NONE ARE THE PASSWORD --UserEnigmaX 16:50, 9 Aug 2004 (PDT)


Hmm... got myself some steganography software, earlier today, and downloaded the picture in question. The total file size was 8k. 8k! That's not a whole lot of data with that much color information, and makes me suspect that someone/something updated the image file (decreasing its size) so as to tell us, perhaps, that we're barking down the wrong path. Maybe. --UserPericles 21:49, 4 Aug 2004 (PDT)

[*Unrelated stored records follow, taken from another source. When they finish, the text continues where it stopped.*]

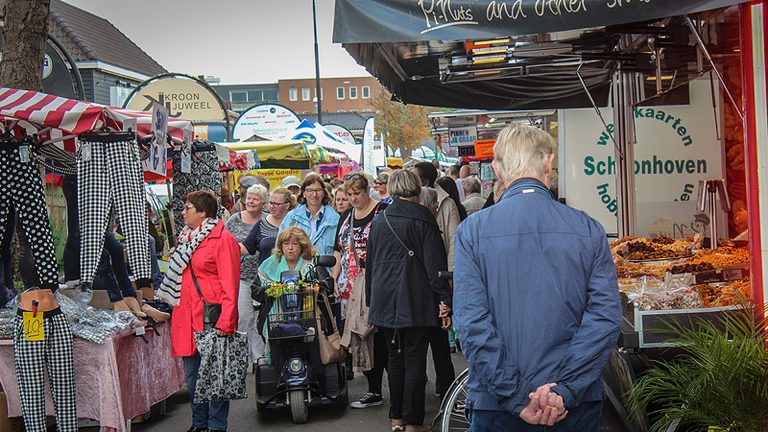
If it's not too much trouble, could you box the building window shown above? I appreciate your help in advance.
[229,91,248,103]
[248,90,264,102]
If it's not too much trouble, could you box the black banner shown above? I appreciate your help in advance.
[333,0,746,43]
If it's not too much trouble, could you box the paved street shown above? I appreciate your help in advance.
[133,353,466,432]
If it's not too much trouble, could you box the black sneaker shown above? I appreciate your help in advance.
[349,393,384,409]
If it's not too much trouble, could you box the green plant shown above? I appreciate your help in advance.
[628,304,768,432]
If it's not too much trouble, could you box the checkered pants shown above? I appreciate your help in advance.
[77,141,151,283]
[0,147,59,290]
[13,314,77,432]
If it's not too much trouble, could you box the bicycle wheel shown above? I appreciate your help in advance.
[440,371,469,432]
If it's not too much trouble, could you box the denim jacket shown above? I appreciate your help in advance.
[280,204,339,255]
[453,178,621,414]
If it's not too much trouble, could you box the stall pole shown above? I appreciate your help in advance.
[612,66,637,237]
[739,0,768,313]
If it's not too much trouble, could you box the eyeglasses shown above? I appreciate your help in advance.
[344,173,365,181]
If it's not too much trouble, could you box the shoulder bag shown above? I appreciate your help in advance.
[316,292,347,365]
[189,258,221,329]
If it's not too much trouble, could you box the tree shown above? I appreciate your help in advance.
[0,0,51,91]
[373,90,432,151]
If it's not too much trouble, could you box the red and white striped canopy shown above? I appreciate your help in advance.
[0,87,192,151]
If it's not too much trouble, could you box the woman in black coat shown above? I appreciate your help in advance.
[365,170,451,430]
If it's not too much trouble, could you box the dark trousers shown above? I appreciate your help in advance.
[182,353,229,430]
[380,327,430,425]
[429,327,456,397]
[363,331,387,395]
[467,401,603,432]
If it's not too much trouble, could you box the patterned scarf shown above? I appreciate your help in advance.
[157,218,219,306]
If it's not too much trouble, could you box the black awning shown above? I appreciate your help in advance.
[333,0,746,43]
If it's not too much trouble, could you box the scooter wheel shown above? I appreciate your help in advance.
[288,390,309,424]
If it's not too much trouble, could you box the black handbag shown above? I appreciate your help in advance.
[189,258,221,329]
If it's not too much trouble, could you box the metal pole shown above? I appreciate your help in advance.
[312,0,323,124]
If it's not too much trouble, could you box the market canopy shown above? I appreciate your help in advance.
[334,0,743,110]
[0,87,192,151]
[333,0,746,43]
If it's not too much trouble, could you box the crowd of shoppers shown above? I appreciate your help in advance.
[153,121,619,432]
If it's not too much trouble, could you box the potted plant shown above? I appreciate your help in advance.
[628,304,768,432]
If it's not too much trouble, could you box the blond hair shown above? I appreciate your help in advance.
[274,227,317,261]
[493,124,555,184]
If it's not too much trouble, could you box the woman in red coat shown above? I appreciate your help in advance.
[158,191,240,432]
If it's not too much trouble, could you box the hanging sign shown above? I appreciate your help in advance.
[181,129,192,174]
[232,104,301,141]
[323,123,357,144]
[475,139,496,159]
[448,126,477,147]
[363,117,376,177]
[123,74,227,121]
[144,103,168,177]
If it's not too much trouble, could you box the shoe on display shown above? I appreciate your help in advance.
[123,296,147,318]
[349,393,384,409]
[141,304,171,322]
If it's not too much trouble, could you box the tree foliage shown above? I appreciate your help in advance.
[0,0,51,91]
[373,90,432,150]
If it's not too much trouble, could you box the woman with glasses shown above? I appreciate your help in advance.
[280,173,339,255]
[240,188,296,265]
[224,183,269,361]
[333,173,390,408]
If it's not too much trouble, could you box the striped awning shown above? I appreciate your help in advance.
[0,87,193,151]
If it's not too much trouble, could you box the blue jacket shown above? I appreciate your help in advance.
[453,178,621,414]
[280,204,339,255]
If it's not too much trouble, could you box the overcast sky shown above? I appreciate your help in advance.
[65,0,369,84]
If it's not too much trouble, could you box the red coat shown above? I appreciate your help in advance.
[171,221,240,357]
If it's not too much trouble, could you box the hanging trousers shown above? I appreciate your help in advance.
[0,146,59,291]
[77,141,151,288]
[13,308,77,432]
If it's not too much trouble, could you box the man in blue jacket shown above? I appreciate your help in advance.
[453,125,621,432]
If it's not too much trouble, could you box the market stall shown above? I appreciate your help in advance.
[334,0,768,430]
[0,88,191,430]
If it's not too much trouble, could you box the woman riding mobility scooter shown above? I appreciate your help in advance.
[252,250,349,423]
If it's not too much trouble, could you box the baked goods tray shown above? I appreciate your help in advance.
[619,293,741,349]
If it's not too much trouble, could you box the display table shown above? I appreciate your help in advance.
[0,324,184,432]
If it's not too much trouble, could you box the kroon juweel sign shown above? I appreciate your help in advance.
[559,80,723,238]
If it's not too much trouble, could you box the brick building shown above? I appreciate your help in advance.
[277,77,383,115]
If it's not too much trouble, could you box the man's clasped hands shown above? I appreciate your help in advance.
[520,383,568,426]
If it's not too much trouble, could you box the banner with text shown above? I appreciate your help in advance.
[559,80,727,238]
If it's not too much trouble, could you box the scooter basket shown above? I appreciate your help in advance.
[267,290,317,342]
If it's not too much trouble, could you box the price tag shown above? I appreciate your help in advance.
[19,145,29,163]
[23,312,45,341]
[80,141,91,162]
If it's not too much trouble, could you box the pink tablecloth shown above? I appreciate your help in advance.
[0,324,184,432]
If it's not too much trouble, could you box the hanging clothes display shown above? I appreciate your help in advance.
[171,142,223,236]
[0,142,59,291]
[77,137,151,288]
[13,308,77,432]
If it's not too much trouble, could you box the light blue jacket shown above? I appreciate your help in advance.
[280,204,339,255]
[453,178,621,415]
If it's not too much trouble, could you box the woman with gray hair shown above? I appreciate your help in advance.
[365,170,451,431]
[224,184,268,362]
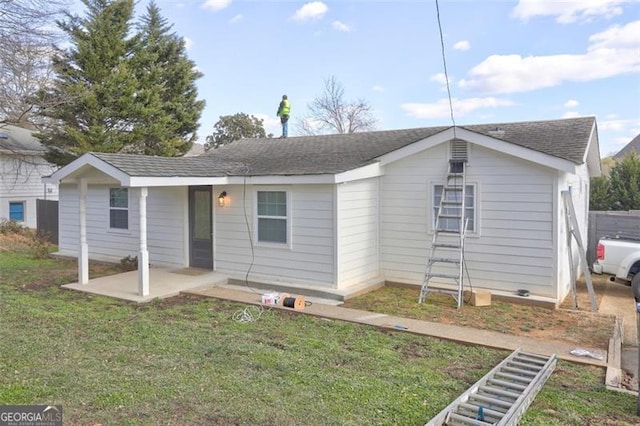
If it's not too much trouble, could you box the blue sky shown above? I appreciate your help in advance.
[144,0,640,157]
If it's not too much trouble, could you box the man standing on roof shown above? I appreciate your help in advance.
[276,95,291,138]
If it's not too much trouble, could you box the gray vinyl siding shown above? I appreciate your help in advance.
[59,184,187,267]
[337,179,379,287]
[0,153,58,228]
[214,185,335,287]
[381,144,556,297]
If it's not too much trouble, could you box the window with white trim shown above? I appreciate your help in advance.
[257,191,289,244]
[432,185,476,232]
[109,188,129,229]
[9,201,24,222]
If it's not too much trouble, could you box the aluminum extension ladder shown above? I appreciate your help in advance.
[425,349,557,426]
[418,160,467,309]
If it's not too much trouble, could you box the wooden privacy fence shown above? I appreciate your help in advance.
[587,210,640,266]
[36,199,58,244]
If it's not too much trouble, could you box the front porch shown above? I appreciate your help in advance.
[62,267,228,303]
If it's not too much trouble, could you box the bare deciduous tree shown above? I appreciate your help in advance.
[297,76,377,135]
[0,0,68,129]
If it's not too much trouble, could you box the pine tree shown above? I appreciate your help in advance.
[39,0,137,165]
[128,2,204,156]
[39,0,204,165]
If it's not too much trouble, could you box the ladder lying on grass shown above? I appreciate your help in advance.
[426,349,557,426]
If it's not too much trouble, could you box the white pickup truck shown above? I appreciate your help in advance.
[592,237,640,288]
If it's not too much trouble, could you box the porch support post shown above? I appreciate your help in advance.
[78,179,89,284]
[138,187,149,296]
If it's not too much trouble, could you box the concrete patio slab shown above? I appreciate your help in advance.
[62,268,228,303]
[186,286,607,367]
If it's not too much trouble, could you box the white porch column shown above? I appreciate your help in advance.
[78,178,89,284]
[138,187,149,296]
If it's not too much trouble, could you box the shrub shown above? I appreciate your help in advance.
[0,219,51,259]
[0,219,31,235]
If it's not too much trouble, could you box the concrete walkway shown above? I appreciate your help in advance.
[185,286,607,367]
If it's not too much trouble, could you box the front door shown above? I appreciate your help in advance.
[189,186,213,269]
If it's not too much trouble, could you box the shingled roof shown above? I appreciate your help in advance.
[93,117,595,177]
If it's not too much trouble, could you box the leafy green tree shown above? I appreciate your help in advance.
[609,152,640,210]
[128,2,204,156]
[589,176,611,211]
[205,112,273,150]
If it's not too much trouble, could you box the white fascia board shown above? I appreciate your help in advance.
[456,128,576,174]
[582,120,602,177]
[380,127,576,173]
[47,153,130,186]
[378,128,453,166]
[128,176,229,188]
[335,162,384,183]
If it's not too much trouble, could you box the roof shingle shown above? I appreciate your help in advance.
[93,117,595,177]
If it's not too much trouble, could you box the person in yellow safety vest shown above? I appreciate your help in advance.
[276,95,291,138]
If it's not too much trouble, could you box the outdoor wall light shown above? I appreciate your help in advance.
[218,191,227,207]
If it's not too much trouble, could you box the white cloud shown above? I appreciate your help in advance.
[511,0,637,24]
[182,37,193,50]
[291,1,329,21]
[401,97,515,119]
[459,21,640,93]
[453,40,471,50]
[331,21,352,33]
[202,0,231,12]
[598,119,640,132]
[229,13,244,24]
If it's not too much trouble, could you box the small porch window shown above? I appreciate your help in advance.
[432,185,476,232]
[109,188,129,229]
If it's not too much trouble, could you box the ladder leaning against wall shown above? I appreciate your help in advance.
[418,139,468,309]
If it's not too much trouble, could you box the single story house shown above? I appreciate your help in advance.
[47,117,600,305]
[0,124,58,228]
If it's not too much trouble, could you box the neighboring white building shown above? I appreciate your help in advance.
[47,117,600,305]
[0,124,58,228]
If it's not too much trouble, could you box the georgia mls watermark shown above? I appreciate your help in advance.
[0,405,62,426]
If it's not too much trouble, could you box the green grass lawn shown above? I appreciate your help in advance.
[0,243,638,426]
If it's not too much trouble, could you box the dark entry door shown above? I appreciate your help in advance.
[189,186,213,269]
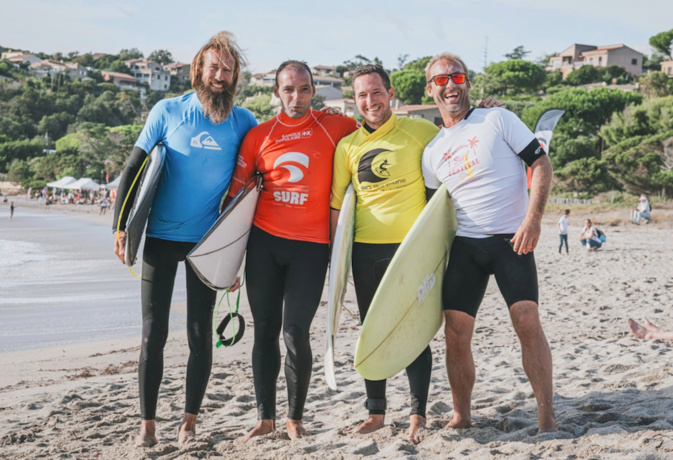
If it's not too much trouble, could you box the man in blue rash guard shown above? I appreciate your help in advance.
[114,31,257,447]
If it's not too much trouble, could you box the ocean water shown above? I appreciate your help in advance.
[0,208,185,352]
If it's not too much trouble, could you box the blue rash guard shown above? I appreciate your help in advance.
[135,93,257,243]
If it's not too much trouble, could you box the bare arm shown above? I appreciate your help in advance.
[511,155,553,254]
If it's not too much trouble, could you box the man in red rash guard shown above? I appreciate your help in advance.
[229,61,357,441]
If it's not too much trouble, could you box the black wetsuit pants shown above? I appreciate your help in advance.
[138,237,215,420]
[245,226,329,420]
[352,243,432,417]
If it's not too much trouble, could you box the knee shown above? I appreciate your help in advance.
[283,326,311,354]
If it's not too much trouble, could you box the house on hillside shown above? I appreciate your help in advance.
[392,103,443,126]
[100,70,138,90]
[0,51,42,64]
[661,61,673,78]
[250,69,276,86]
[324,99,360,117]
[547,43,643,79]
[124,59,171,91]
[164,62,192,83]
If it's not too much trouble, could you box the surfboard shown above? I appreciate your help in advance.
[124,144,166,267]
[325,184,356,390]
[355,186,457,380]
[187,176,262,289]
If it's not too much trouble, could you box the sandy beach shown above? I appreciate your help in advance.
[0,202,673,459]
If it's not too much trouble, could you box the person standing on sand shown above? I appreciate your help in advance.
[114,31,257,447]
[228,60,357,441]
[558,209,570,254]
[423,53,557,431]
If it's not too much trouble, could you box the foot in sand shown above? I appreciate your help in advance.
[135,420,159,447]
[407,414,425,444]
[353,414,386,434]
[238,419,276,442]
[285,419,308,441]
[178,414,196,445]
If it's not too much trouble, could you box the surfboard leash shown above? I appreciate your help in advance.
[116,155,150,278]
[213,272,245,348]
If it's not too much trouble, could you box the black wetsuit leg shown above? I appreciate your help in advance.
[138,237,216,420]
[246,227,329,420]
[352,243,432,417]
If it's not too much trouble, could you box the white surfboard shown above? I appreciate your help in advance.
[355,186,457,380]
[325,184,356,390]
[187,176,262,289]
[124,144,166,267]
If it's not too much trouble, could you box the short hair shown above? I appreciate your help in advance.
[425,53,470,81]
[352,64,391,91]
[276,59,313,86]
[189,30,245,88]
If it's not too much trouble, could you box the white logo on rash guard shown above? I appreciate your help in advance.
[273,152,308,182]
[189,131,222,150]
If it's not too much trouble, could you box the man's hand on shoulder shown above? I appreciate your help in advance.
[510,219,542,255]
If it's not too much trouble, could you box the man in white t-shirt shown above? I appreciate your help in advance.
[558,209,570,254]
[422,53,557,431]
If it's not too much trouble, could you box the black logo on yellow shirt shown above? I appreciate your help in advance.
[358,149,390,183]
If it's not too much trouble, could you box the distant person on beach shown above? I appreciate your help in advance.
[113,31,257,447]
[631,195,652,225]
[628,317,673,340]
[227,60,357,441]
[423,53,557,431]
[580,219,603,252]
[558,209,570,254]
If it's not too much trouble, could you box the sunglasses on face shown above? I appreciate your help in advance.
[428,72,467,86]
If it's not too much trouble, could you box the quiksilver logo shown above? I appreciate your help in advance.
[416,273,436,305]
[189,131,222,150]
[273,152,308,182]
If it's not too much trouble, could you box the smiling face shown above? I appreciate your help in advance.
[426,59,472,121]
[274,67,315,120]
[353,73,395,129]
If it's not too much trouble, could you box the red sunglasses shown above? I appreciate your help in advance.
[428,72,467,86]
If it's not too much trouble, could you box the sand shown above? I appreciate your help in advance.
[0,203,673,459]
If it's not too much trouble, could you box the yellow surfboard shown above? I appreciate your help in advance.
[355,186,457,380]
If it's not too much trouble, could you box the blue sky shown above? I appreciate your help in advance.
[0,0,673,72]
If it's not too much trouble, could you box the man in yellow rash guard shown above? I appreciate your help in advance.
[330,65,439,443]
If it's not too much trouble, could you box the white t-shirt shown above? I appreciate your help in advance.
[559,216,568,235]
[422,108,535,238]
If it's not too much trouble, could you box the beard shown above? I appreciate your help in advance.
[194,79,235,124]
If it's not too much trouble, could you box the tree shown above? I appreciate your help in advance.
[505,45,532,62]
[147,50,174,65]
[484,59,547,95]
[565,65,601,86]
[390,70,426,104]
[650,29,673,59]
[638,72,673,97]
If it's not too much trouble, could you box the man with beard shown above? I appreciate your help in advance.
[114,31,257,447]
[229,61,357,441]
[423,53,557,431]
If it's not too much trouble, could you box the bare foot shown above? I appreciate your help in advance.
[285,419,308,441]
[353,414,386,434]
[407,414,425,444]
[446,413,472,430]
[135,420,159,447]
[238,419,276,442]
[178,414,196,445]
[628,318,652,340]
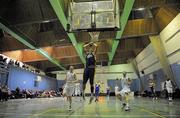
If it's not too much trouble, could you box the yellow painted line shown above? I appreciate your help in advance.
[141,109,166,118]
[28,109,57,118]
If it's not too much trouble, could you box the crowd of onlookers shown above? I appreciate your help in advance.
[0,85,60,101]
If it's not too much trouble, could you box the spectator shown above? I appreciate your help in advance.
[0,84,2,101]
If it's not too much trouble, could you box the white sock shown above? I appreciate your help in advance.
[91,93,94,97]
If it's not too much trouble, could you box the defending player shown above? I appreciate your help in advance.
[83,42,97,103]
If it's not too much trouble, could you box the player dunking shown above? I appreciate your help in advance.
[83,42,97,103]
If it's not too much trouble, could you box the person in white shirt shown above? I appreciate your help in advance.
[164,78,174,101]
[63,66,78,110]
[120,72,131,111]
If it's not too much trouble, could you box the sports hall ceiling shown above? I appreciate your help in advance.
[0,0,180,72]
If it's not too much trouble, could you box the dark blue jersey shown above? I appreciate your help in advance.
[86,53,96,68]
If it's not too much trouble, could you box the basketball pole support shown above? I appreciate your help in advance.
[108,0,135,65]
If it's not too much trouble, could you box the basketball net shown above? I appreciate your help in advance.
[89,32,100,42]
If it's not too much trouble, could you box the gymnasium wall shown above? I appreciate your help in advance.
[8,67,57,90]
[55,64,137,93]
[160,13,180,88]
[135,14,180,91]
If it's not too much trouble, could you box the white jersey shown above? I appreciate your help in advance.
[75,83,81,95]
[165,80,173,88]
[66,71,76,86]
[121,77,130,90]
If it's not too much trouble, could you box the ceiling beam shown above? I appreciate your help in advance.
[108,0,135,65]
[49,0,85,64]
[0,22,66,70]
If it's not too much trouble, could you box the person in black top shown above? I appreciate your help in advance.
[83,42,97,103]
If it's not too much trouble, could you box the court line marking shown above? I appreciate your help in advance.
[141,109,166,118]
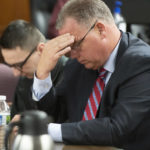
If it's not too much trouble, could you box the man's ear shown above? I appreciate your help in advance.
[37,43,45,55]
[96,21,106,38]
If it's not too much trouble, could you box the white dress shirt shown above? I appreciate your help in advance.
[32,41,120,142]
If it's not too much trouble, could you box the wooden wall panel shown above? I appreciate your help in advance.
[0,0,30,35]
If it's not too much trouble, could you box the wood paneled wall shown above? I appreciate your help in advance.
[0,0,30,35]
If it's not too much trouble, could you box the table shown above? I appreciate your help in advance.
[54,143,121,150]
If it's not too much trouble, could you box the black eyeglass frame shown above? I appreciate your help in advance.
[3,47,37,70]
[71,20,97,50]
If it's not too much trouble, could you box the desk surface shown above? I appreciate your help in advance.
[54,143,121,150]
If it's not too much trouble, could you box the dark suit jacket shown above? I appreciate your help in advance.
[11,56,68,118]
[39,33,150,150]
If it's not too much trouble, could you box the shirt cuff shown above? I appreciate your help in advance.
[48,123,62,142]
[32,74,52,101]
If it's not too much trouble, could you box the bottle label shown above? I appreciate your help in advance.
[0,113,10,125]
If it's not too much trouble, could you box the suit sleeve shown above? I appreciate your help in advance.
[62,72,150,146]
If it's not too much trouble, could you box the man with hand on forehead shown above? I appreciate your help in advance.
[33,0,150,149]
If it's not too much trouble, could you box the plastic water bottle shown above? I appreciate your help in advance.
[0,95,10,125]
[114,0,127,32]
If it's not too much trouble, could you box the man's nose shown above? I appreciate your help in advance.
[12,68,21,76]
[71,50,79,59]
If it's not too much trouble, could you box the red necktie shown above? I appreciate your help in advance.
[82,68,107,120]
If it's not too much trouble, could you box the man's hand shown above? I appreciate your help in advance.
[36,33,74,80]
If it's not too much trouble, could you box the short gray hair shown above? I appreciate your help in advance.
[56,0,114,29]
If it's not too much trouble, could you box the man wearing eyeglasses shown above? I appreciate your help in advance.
[0,20,67,117]
[33,0,150,150]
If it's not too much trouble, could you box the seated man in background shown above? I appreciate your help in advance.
[33,0,150,150]
[0,63,19,102]
[0,20,67,117]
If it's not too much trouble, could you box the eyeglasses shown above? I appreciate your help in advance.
[3,47,36,71]
[71,20,97,50]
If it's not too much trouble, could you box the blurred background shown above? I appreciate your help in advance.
[0,0,150,43]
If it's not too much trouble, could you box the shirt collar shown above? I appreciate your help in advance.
[104,40,120,73]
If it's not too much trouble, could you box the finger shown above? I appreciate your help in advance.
[46,36,74,53]
[55,47,71,58]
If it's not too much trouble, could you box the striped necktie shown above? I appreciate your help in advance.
[82,68,107,120]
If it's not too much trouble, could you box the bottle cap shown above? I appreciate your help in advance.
[0,95,6,100]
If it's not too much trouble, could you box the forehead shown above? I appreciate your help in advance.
[59,18,87,36]
[1,47,29,64]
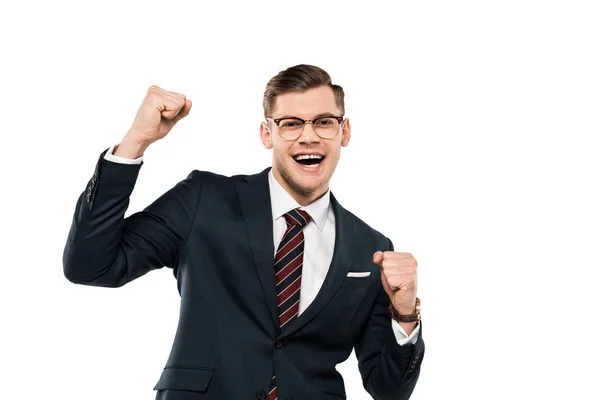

I'm not particularly sure if this has been brought up, if so, excuse my error, but it seems we're thinking about this in the wrong way. Instead of thinking that Dana, or the pictures of her aunt have anything to do with the steg password, we should be thinking in game. The AI characters have nothing to do with what Dana says or what pictures Dana put up on her aunt's site. They only have the ability to take new pictures (webcam) and access and add things through/from the internet/themselves (ex. - literary quotes, adding text to the site, incrypting things). The password that an AI from the future in conjunction with the ONI would not necessarily have anything to do with the events that are occuring in the "real life" part of this game world. -UserDarkmoonz


*Someone was on the right track with this earlier...maybe try the title of the new blog entry... Olly Olly Axon Free That might work -UserAzool 11:24, 13 Aug 2004 (PDT)

Hey All, I'm new and not exactly sure how to do some of the more technical stuff but i had an idea. perhaps the password were looking for is hidden inside the sound files. Everyonce in a while, amongst the ilovebees we can hear some sort of foreign sound. I'm gonna run it thorugh a sound editor and see what i can come up with. -Foley

Ok i had another idea, whatabout the chageling-child sound we got when we played it backwards, "connection"? or maybe "weedy" from the operators email.